The deployment can still be used with the collection in a degraded state, however the deployment can now sustain fewer Solr server failures. If a degraded state is common, or lasts for an extended time, you should investigate the Solr logs to improve the stability of the system.
RECOVERING - The named Solr collection is recovering. The minimum replication factor cannot be achieved, because too many replicas are currently in recovery mode.
For example:
INFO SolrHealthStatusLogger - 'main_index','RECOVERING'
If all of the replicas recover, the status changes to ALL_REPLICAS_ACTIVE. If the replicas fail to recover, the status changes to DEGRADED or DOWN.
DOWN - The named Solr collection is down. The minimum replication factor cannot be achieved because too many replicas are down or have failed to recover.
For example:
WARN SolrHealthStatusLogger - 'main_index','DOWN'
When the status is DOWN, data cannot be written to the Solr index. You should attempt to resolve the issue. For more information, see Solr.
UNAVAILABLE - The named Solr collection is unavailable. The application cannot connect to the collection.
For example:
WARN SolrHealthStatusLogger - 'main_index','UNAVAILABLE'
When the status is UNAVAILABLE, data cannot be written to the Solr index. You should attempt to resolve the issue. For more information, see Solr.
ZooKeeper status messages
If the connection to ZooKeeper is lost, the following messages are displayed:
WARN ComponentAvailabilityCheck - Unable to connect to ZooKeeper
WARN ComponentAvailabilityCheck - The ZooKeeper quorum is unavailable
When the connection to the database is restored, the all components are active message is displayed.
Database management system messages
If the connection to the database is lost, the following messages are displayed:
WARN ComponentAvailabilityCheck - Information Store database appears to be offline, retrying...

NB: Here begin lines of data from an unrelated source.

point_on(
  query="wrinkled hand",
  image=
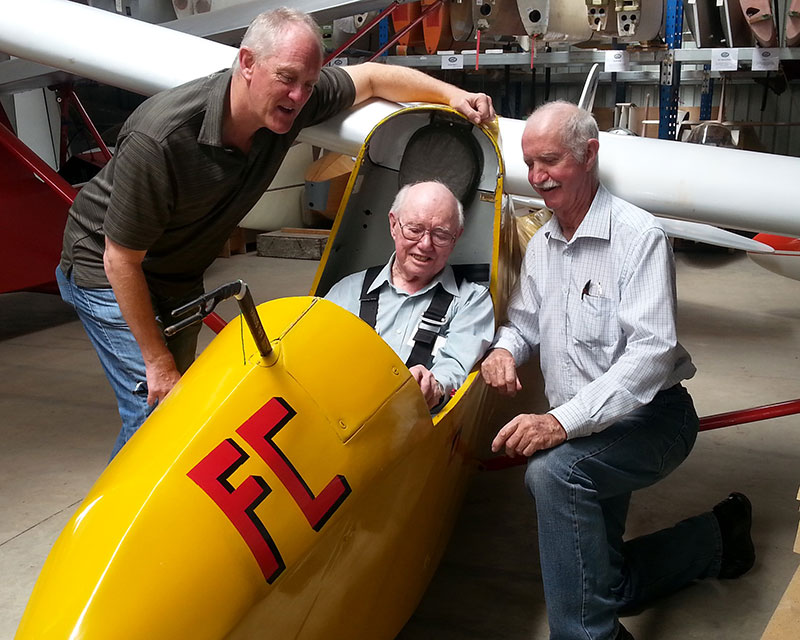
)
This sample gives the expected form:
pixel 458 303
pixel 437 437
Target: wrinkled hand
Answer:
pixel 162 375
pixel 528 433
pixel 475 106
pixel 428 384
pixel 499 371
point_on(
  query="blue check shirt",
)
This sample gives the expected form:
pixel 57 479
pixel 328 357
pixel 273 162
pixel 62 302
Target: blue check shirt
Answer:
pixel 466 334
pixel 601 310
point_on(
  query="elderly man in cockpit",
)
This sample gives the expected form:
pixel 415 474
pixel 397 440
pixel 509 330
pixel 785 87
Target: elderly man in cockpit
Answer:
pixel 438 323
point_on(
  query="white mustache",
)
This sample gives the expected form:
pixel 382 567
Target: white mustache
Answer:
pixel 549 184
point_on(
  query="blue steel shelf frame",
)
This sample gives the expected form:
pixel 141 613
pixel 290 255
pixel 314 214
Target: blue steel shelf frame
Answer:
pixel 670 72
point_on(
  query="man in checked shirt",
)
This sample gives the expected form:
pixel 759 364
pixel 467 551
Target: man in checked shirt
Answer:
pixel 597 297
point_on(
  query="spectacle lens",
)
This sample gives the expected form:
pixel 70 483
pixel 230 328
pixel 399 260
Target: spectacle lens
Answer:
pixel 439 237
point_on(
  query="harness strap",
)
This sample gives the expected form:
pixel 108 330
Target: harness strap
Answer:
pixel 430 324
pixel 368 311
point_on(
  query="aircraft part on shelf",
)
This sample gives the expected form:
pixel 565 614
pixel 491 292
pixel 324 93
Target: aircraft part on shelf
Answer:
pixel 497 18
pixel 186 8
pixel 704 22
pixel 599 14
pixel 402 16
pixel 734 26
pixel 761 18
pixel 639 20
pixel 461 23
pixel 436 27
pixel 346 28
pixel 562 21
pixel 792 31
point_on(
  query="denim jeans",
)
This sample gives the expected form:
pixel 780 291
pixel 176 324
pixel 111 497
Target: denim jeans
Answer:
pixel 582 490
pixel 118 351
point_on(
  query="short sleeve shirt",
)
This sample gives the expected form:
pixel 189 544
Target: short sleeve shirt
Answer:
pixel 174 190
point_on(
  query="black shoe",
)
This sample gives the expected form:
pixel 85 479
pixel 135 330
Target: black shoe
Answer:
pixel 623 633
pixel 735 517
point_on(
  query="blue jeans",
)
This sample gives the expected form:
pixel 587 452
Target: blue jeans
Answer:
pixel 582 490
pixel 118 351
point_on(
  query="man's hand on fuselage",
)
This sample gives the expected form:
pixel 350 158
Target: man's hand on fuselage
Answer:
pixel 428 384
pixel 528 433
pixel 499 371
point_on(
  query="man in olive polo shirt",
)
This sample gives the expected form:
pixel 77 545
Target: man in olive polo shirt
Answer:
pixel 190 162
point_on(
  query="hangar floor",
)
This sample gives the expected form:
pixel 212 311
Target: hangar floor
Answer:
pixel 740 323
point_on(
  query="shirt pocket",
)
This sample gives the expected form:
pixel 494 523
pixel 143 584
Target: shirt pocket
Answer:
pixel 596 324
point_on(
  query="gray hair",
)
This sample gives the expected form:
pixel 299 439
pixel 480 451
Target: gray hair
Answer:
pixel 400 199
pixel 265 31
pixel 577 127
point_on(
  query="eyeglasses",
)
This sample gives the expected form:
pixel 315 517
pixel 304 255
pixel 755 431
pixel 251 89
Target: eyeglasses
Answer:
pixel 414 232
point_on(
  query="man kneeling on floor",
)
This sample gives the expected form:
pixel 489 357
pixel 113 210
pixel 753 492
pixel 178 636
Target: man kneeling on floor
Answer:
pixel 438 324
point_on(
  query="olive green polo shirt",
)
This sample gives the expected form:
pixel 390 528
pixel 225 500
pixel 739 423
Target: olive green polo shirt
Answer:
pixel 174 190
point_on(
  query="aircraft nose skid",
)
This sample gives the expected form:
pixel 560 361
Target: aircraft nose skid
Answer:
pixel 243 476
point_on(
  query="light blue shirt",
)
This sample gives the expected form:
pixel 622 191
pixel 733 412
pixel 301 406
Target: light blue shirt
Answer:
pixel 601 309
pixel 468 326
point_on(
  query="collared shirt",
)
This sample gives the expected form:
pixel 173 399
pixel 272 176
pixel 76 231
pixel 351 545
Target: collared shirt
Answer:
pixel 465 335
pixel 601 309
pixel 174 190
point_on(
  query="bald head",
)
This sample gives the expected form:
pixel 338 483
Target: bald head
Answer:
pixel 429 195
pixel 575 126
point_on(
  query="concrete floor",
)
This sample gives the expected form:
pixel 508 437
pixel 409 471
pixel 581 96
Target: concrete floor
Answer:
pixel 740 323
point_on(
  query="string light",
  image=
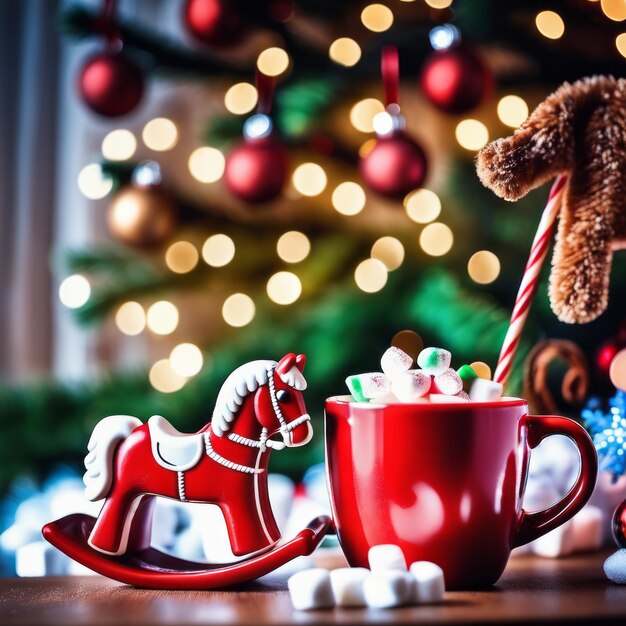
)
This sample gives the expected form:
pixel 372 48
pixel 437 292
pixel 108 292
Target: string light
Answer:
pixel 130 318
pixel 119 145
pixel 160 134
pixel 512 111
pixel 181 257
pixel 162 318
pixel 164 379
pixel 207 164
pixel 550 24
pixel 74 291
pixel 422 206
pixel 363 112
pixel 93 183
pixel 218 250
pixel 390 251
pixel 348 198
pixel 471 134
pixel 370 275
pixel 238 310
pixel 293 247
pixel 273 61
pixel 241 98
pixel 309 179
pixel 614 9
pixel 284 288
pixel 186 359
pixel 377 17
pixel 345 51
pixel 436 239
pixel 483 267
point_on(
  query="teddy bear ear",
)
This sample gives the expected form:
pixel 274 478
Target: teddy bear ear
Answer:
pixel 540 149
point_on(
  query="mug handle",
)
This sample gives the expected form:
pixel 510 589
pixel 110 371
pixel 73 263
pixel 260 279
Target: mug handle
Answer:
pixel 533 525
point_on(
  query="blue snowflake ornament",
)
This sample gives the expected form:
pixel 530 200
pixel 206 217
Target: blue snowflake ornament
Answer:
pixel 608 429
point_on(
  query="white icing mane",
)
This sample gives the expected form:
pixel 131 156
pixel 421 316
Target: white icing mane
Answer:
pixel 242 382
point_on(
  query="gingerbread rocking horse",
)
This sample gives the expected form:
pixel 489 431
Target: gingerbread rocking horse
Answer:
pixel 225 463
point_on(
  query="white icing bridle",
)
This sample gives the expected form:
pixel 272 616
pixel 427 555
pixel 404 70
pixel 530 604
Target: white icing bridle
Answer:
pixel 263 443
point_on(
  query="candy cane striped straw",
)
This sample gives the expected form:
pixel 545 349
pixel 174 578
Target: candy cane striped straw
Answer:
pixel 530 280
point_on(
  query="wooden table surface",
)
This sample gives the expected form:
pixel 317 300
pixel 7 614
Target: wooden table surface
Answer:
pixel 532 590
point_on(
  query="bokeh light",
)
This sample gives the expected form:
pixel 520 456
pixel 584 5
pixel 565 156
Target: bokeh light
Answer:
pixel 207 164
pixel 74 291
pixel 377 17
pixel 422 206
pixel 363 112
pixel 345 51
pixel 218 250
pixel 293 247
pixel 390 251
pixel 181 257
pixel 164 379
pixel 471 134
pixel 512 110
pixel 130 318
pixel 614 9
pixel 370 275
pixel 93 183
pixel 348 198
pixel 119 145
pixel 238 310
pixel 160 134
pixel 186 359
pixel 483 267
pixel 273 61
pixel 284 288
pixel 436 239
pixel 162 318
pixel 550 24
pixel 309 179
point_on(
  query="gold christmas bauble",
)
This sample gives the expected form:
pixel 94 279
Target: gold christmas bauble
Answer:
pixel 142 216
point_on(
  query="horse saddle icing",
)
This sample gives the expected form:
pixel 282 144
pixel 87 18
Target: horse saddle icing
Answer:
pixel 172 449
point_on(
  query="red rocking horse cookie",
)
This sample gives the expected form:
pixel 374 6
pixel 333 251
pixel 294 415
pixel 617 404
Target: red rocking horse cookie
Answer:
pixel 225 463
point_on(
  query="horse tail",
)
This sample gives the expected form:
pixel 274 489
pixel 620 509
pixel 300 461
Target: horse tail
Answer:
pixel 99 460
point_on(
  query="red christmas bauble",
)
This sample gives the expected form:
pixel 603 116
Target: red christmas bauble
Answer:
pixel 618 525
pixel 605 356
pixel 394 166
pixel 256 170
pixel 213 22
pixel 111 84
pixel 456 79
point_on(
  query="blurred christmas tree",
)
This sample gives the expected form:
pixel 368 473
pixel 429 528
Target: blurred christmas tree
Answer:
pixel 292 226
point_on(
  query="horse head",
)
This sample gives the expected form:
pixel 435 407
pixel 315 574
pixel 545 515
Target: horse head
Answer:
pixel 280 405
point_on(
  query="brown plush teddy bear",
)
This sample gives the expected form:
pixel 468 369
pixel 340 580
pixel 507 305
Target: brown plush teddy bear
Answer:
pixel 580 131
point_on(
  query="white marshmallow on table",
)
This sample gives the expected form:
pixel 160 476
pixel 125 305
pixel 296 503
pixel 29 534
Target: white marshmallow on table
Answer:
pixel 386 556
pixel 588 529
pixel 429 584
pixel 395 361
pixel 410 385
pixel 347 584
pixel 311 589
pixel 449 382
pixel 483 390
pixel 388 588
pixel 556 543
pixel 434 360
pixel 615 567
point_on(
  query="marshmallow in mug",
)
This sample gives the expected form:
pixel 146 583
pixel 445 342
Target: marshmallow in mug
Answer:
pixel 434 381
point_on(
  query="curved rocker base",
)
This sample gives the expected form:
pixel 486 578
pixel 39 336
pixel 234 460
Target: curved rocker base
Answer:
pixel 156 570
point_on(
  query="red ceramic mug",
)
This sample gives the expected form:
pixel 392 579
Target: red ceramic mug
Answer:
pixel 445 482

WARN ComponentAvailabilityCheck - Unable to connect to the Information Store database.
java.sql.SQLException: The TCP/IP connection to the host has failed.
Error: "Socket operation on nonsocket: configureBlocking. Verify the connection properties.
Make sure that an instance of SQL Server is running on the host and accepting TCP/IP connections at the port.
Make sure that TCP connections to the port are not blocked by a firewall.". DSRA0010E: SQL State = 08S01, Error Code = 0
WARN ComponentAvailabilityCheck - The Information Store database is unavailable
When the connection to the database is restored, the all components are active message is displayed.